BAYC, whose transaction price once exceeded 150E and whose floor price had long been maintained above 80E, fell below 50E today.
This wave of decline appeared a month ago, and after it fell below 60E on November 9, a large number of transactions occurred intensively.
After some research, we found that there is a large investor 0xed2ab4948bA6A909a7751DEc4F34f303eB8c7236, who holds 50 BAYCs. In the past week, he has become a market maker for BAYC by frequently placing orders on X2Y2, which has contributed to the decline of BAYC.
This is not all his tricks. How can this wallet with only 52E liquidity buy and sell BAYC so frequently? If we trace it further, we will find BendDAO.
BendDAO is a decentralized NFT mortgage platform. On one side of the platform are lenders - depositing ETH and earning interest income; on the other side are borrowers - pledging NFTs, lending ETH, and paying interest. The amount that borrowers can borrow is 40% of the floor price of the NFT series where the pledged NFT is located.
When the NFT floor price falls to the sum of the principal and interest of the loan (currently 1.25 times the sum of the principal and interest), liquidation will be triggered. If the loan cannot be repaid within a certain period of time (currently 24 hours) or the market floor price changes on its own to make this multiple rise, an auction will be launched. The starting price of the NFT is set at the sum of the principal and interest of the loan, which is 80% off the NFT floor price.
At the same time, in order to encourage everyone to actively participate in the auction, BendDAO will give the first bidder a right similar to an option. This right will only take effect when the borrower cancels the auction by repaying the loan after entering the auction. This right allows the first bidder to receive additional rewards. This reward comes from the additional penalty for breach of contract charged to the borrower.
The last time I saw this business model was P2P 15 years ago.
In the early days of P2P, users invested in the platform to form a capital pool, and the platform decided which project to invest in. The upper limit of the investment amount was 30% to 70% of the project's valuation. The return on investment would vary depending on the length of the investment period (called lock-up in the currency circle). The longer the period, the higher the average return.
Even so, the projects in the fund pool are still often mismatched. Because when there are more targets and platforms, in order to attract new customers, the platform will artificially subsidize short-term investment returns, and investors like to invest in short-term projects. But projects like to borrow long-term money, so the platform keeps investing short-term investments in long-term projects. One day, the tenth bucket that cannot be closed by the nine lids will catch fire, and the platform will explode.
Therefore, the later regulations prohibit mismatching of maturities, prohibit fund pools, and require bidding before financing. Even so, P2P is still on the verge of a dead end, because in extreme cases, the liquidation value of the collateral is far lower than normal. And you don’t know whether your investment will be in an extreme situation when it is due for repayment. In short, P2P does the liquidity risk business of banks, but does not have the liquidity risk reserves of banks and the backstage of the central bank.
BendDAO is such a P2P, and it is an early fund pool P2P. It proudly claims to be a "Peer-to-Pool" model, but in fact it is the most primitive and risky fund pool P2P.
Its founder is a former employee of Ele.me, and he must have witnessed the P2P boom.
However, as a non-financial practitioner, he obviously only learned the form but not the soul of finance, and did the same thing as the earliest P2Ps. Of course, P2Ps at that time, such as "e-zubao", still had the problem of misappropriation of funds, which does not exist under the DAO form of BendDAO (provided that the project party does not change the code).

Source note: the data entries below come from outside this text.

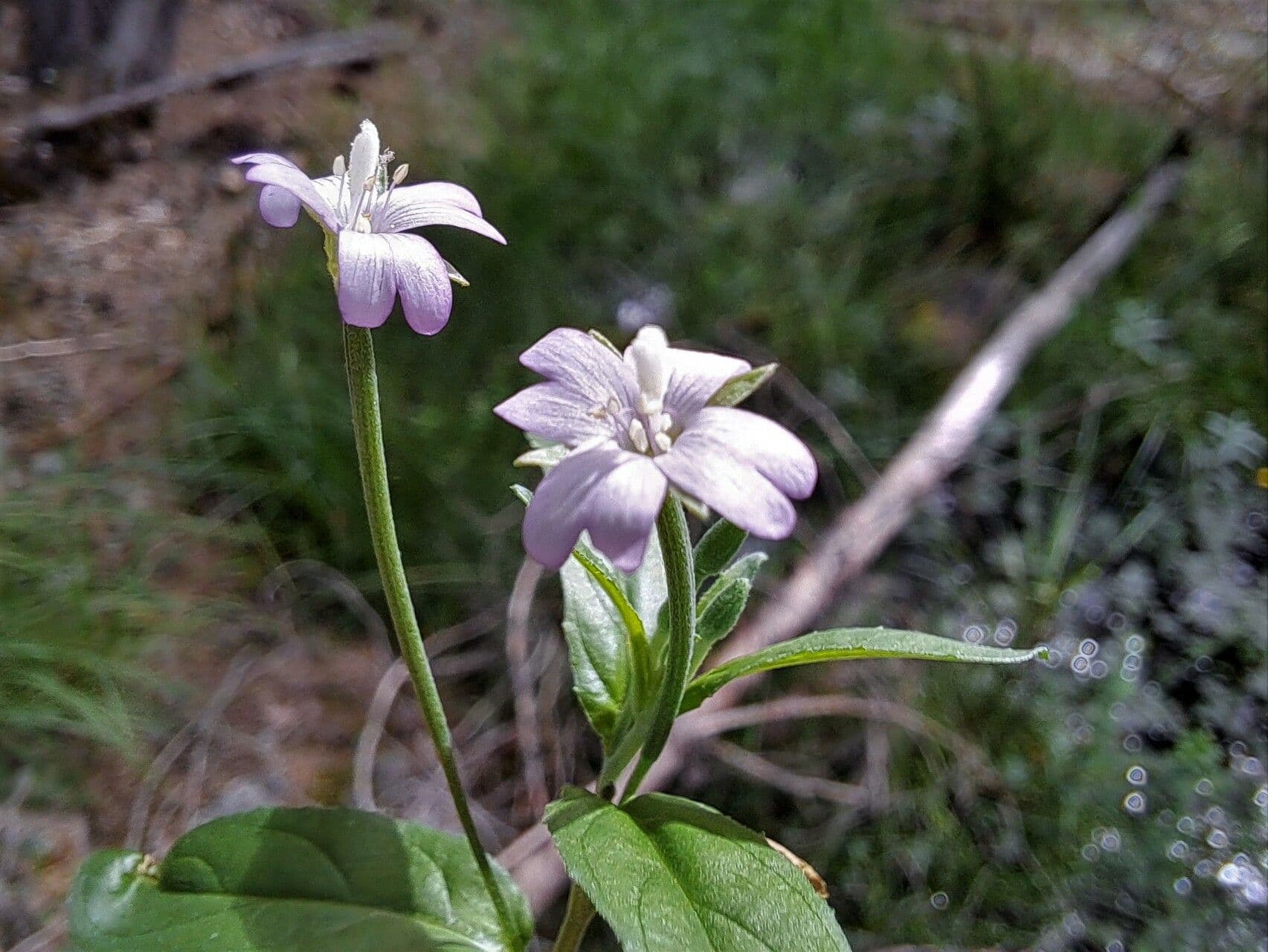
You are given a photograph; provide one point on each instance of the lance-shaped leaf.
(850, 644)
(717, 548)
(671, 875)
(295, 880)
(605, 624)
(718, 617)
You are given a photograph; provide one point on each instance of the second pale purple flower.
(637, 425)
(368, 212)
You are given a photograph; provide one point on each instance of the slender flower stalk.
(671, 525)
(363, 390)
(576, 919)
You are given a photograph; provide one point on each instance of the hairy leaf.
(739, 388)
(295, 880)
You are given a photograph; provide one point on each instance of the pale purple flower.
(367, 210)
(638, 425)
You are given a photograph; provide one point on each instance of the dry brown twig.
(863, 530)
(528, 729)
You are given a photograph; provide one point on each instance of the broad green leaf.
(546, 458)
(719, 617)
(295, 880)
(742, 570)
(739, 388)
(717, 548)
(850, 644)
(602, 338)
(671, 875)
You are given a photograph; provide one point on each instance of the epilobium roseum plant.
(631, 439)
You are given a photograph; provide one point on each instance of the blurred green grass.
(836, 189)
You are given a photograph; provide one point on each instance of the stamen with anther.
(638, 435)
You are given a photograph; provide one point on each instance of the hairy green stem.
(576, 921)
(363, 388)
(680, 581)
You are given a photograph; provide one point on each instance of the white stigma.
(363, 160)
(638, 437)
(651, 359)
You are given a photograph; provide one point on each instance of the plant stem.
(576, 921)
(680, 581)
(363, 388)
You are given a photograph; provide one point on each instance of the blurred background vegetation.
(861, 193)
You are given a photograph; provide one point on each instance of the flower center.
(364, 184)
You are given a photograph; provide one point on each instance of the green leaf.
(546, 458)
(738, 390)
(719, 617)
(295, 880)
(604, 623)
(715, 548)
(741, 570)
(597, 649)
(602, 338)
(671, 875)
(850, 644)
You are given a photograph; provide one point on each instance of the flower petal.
(422, 280)
(287, 176)
(363, 156)
(606, 491)
(448, 192)
(278, 207)
(554, 412)
(416, 210)
(582, 364)
(695, 377)
(769, 448)
(367, 279)
(263, 158)
(709, 469)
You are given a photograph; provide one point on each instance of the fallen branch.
(863, 530)
(320, 51)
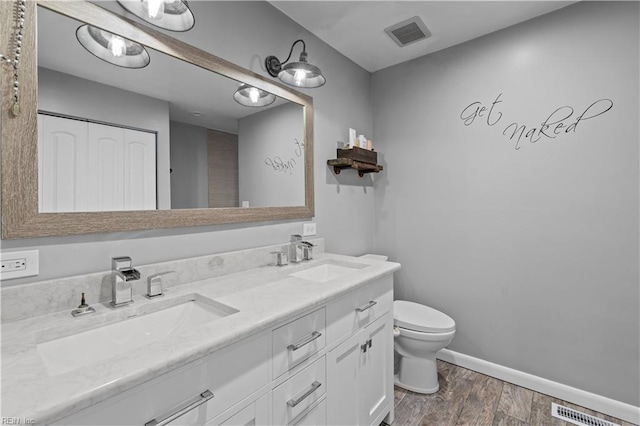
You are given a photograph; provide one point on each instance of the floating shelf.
(347, 163)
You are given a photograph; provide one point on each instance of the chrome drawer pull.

Even if there is no misappropriation of funds, such P2P will eventually explode at these two points:
Liquidity risk of maturity mismatch
If the lender wants to withdraw the capital (BendDAO's lenders are current financial management and can deposit and withdraw at any time), and the borrower is unwilling to repay the loan (BendDAO's borrowers are also current loans and can be repaid at any time or continue to accrue interest), then without triggering liquidation (because liquidation is only related to price), a run on BendDAO will occur.

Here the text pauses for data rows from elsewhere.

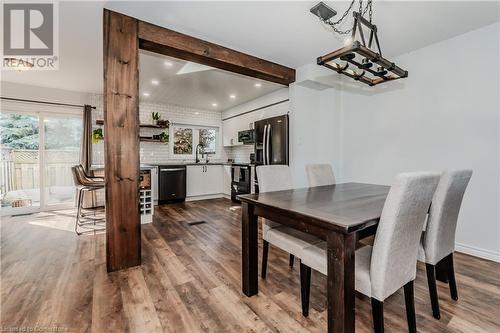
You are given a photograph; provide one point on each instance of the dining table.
(340, 214)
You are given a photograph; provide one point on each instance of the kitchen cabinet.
(226, 182)
(231, 127)
(204, 180)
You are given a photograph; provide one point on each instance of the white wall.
(153, 152)
(274, 97)
(446, 114)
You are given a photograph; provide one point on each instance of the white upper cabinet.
(204, 180)
(226, 183)
(232, 126)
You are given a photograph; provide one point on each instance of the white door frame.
(42, 112)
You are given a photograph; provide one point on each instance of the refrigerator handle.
(268, 143)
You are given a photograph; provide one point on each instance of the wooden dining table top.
(345, 207)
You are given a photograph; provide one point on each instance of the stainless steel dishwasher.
(171, 183)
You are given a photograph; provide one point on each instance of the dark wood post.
(121, 131)
(340, 281)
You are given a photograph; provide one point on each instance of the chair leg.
(265, 251)
(410, 307)
(291, 259)
(431, 282)
(378, 315)
(451, 278)
(305, 288)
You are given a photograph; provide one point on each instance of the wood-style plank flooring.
(190, 282)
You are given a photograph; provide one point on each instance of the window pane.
(62, 151)
(207, 139)
(183, 141)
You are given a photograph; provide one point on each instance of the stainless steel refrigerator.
(271, 142)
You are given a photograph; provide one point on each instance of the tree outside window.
(183, 141)
(208, 139)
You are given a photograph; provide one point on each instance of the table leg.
(340, 283)
(442, 270)
(249, 250)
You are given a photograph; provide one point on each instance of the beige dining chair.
(320, 175)
(278, 178)
(438, 240)
(390, 264)
(86, 217)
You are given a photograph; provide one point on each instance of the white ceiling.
(193, 85)
(284, 32)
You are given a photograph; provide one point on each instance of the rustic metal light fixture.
(359, 57)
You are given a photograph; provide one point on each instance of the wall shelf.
(149, 139)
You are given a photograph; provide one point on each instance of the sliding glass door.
(62, 135)
(38, 151)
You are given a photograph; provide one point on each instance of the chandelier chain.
(368, 8)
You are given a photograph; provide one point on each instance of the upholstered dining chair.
(320, 175)
(438, 240)
(392, 261)
(278, 178)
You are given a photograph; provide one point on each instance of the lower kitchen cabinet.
(204, 180)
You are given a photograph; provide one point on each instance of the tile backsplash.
(151, 152)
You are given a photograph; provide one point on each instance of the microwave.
(247, 136)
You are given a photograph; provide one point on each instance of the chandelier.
(358, 60)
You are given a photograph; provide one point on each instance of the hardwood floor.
(190, 282)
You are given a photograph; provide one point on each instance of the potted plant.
(97, 135)
(155, 116)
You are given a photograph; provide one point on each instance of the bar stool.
(86, 217)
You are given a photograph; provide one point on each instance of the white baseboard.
(205, 197)
(478, 252)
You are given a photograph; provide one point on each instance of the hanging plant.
(155, 116)
(164, 136)
(97, 135)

Price volatility risk of underlying liquidation
When the target enters the liquidation phase, if the market price fluctuates too much and the market price is far away from the loan amount, the auction proceeds will not be enough to repay the loan. This happens frequently in the Web3 world, and consensus can easily crash.
Market liquidity risk at the time of liquidation of the underlying
When the target is liquidated, if the bidding willingness is insufficient, the transaction price will be far lower than the floor price. This will lower the floor price, thereby prompting more targets to enter liquidation, further depressing the transaction price. Entering a death spiral.
If these three points intersect, the death spiral will become a larger death spiral, and may even bring down the blue-chip NFT market. BendDAO is already a relative leader in the NFTFi market. If the NFTFi market becomes more accepted, BendDAO's influence will be even greater. By then, it will not only be the lenders of BendDAO who will suffer losses, but also the entire blue-chip NFT market, causing a disaster in the currency circle that is no less severe than Luna and FTX.